I'm surprised the engine ran as well as it did. Balancing the crank has been an item of religious devotion among car guys since forever, and here it looks like it is nonsense. Of course, you can't really tell what kind of vibration you are getting from the video, and we don't know how long the engine will last without the counterweights, but I have to give the guys credit for even attempting this.

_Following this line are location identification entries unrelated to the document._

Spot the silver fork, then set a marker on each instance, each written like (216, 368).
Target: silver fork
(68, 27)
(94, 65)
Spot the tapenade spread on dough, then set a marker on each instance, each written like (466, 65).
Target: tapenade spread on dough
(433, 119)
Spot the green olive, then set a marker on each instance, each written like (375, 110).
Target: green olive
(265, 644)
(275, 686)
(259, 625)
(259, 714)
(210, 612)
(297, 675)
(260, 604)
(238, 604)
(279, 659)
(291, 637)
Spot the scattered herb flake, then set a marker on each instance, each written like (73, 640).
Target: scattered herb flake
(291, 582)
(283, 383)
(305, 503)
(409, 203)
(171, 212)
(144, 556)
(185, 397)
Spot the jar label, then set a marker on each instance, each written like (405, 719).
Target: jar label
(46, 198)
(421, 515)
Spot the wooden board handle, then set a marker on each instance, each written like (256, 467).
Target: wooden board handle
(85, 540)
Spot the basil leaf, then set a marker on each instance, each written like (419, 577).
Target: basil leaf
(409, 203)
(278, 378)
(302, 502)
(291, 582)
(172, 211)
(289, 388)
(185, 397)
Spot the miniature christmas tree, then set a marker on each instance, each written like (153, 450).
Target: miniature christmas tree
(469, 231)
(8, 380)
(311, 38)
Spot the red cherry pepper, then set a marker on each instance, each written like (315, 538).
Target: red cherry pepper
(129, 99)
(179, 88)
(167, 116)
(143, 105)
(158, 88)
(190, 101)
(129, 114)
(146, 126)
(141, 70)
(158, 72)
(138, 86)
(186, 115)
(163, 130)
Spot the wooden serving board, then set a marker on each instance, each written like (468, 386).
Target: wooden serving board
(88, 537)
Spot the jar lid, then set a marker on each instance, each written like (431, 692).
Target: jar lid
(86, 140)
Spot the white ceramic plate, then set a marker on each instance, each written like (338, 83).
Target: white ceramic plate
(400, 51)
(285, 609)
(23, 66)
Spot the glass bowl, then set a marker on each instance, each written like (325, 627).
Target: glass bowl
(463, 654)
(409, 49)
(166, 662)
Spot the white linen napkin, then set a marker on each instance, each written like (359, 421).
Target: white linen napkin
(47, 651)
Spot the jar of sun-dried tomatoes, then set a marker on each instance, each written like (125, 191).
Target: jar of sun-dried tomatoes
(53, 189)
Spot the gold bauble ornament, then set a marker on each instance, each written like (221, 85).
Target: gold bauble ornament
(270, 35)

I was thinking about the bit about "parallel twins with crankpins not at the traditional 360 degrees, but separated by 76 degrees". That would be optimum for one case, but each piston comes to a stop twice in every rotation. Each time it reaches the top or bottom of a stroke it stops, just instantaneously, but it stops. To minimize the transfer of momentum you would want to space the crank pins 90 degrees apart. It wouldn't be optimum for that one case, but it would apply equally to the four times pistons would stop. That should help smooth out the crankshaft's rate of rotation. It might make the idle a little lumpy, and who knows what would happen at speed. Someone should try it.

Then I thought a little more and I realized any engine with an even number of cylinders is going to have this same 'transfer of momentum' problem, so an odd number of cylinders might be a solution. There have been a number of three cylinder engines like the Kawasaki 500 two-stroke, Triumph motorcycles and Geo Metro cars. Audi even had a five cylinder engine. I wonder if anyone has ever bothered to measure the variation in crankshaft rotational speed as an engine completes a single cycle. Who am I kidding? Of course they have, it just hasn't found its way to my computer screen.

Saturday, December 27, 2025

Our best experimental mods all in one engine - what will happen?


Our best experimental mods all in one engine - what will happen?
Garage 54

These guys are always doing weird stuff, like putting wooden pistons in an engine. I have to give them credit for trying things. This one is a little more conventional, mostly just cleaning and rebuilding an engine. I'm not sure lightening the crank and flywheel really gained them anything, we aren't building a race car here, and I wonder what became of the crankshaft's balance. Whatever, it didn't seem to affect the engine that much. But the modifications to the camshaft (7:40 mark) is some real third world shit, like something you would see on MacGyver.

I can't listen to the audio, it's dubbed and it just grates. I turn off the audio and read the subtitles. There's a lot of filler, so I tend to skip ahead ten seconds at a time by using the right arrow key.

Thursday, December 16, 2021

Amphibious Cars


Amphibious Car Challenge / Like in Top Gear
ILYA STREKAL

If you remember the old Top Gear, you might remember that interspersed with their tests of exotic over-powered mobiles, they would occasionally throw in one of their do-it-yourself projects that were just a comedy of errors. The above video is more like the second kind. And since they are Russians, they remind me of Garage 54.

Detroit Steve got me started with a link to a history of the original Amphicar, which reminded me that I had posted a video of a much better and much faster amphibious car. That one is from 2009. The builder has kept working on it and now has a production model they are offering for sale. I don't want to know how much it costs, probably just like every other exotic mobile which means it costs as much as a house.

If you ask Google or YouTube there seem to be an endless number of people building their own version.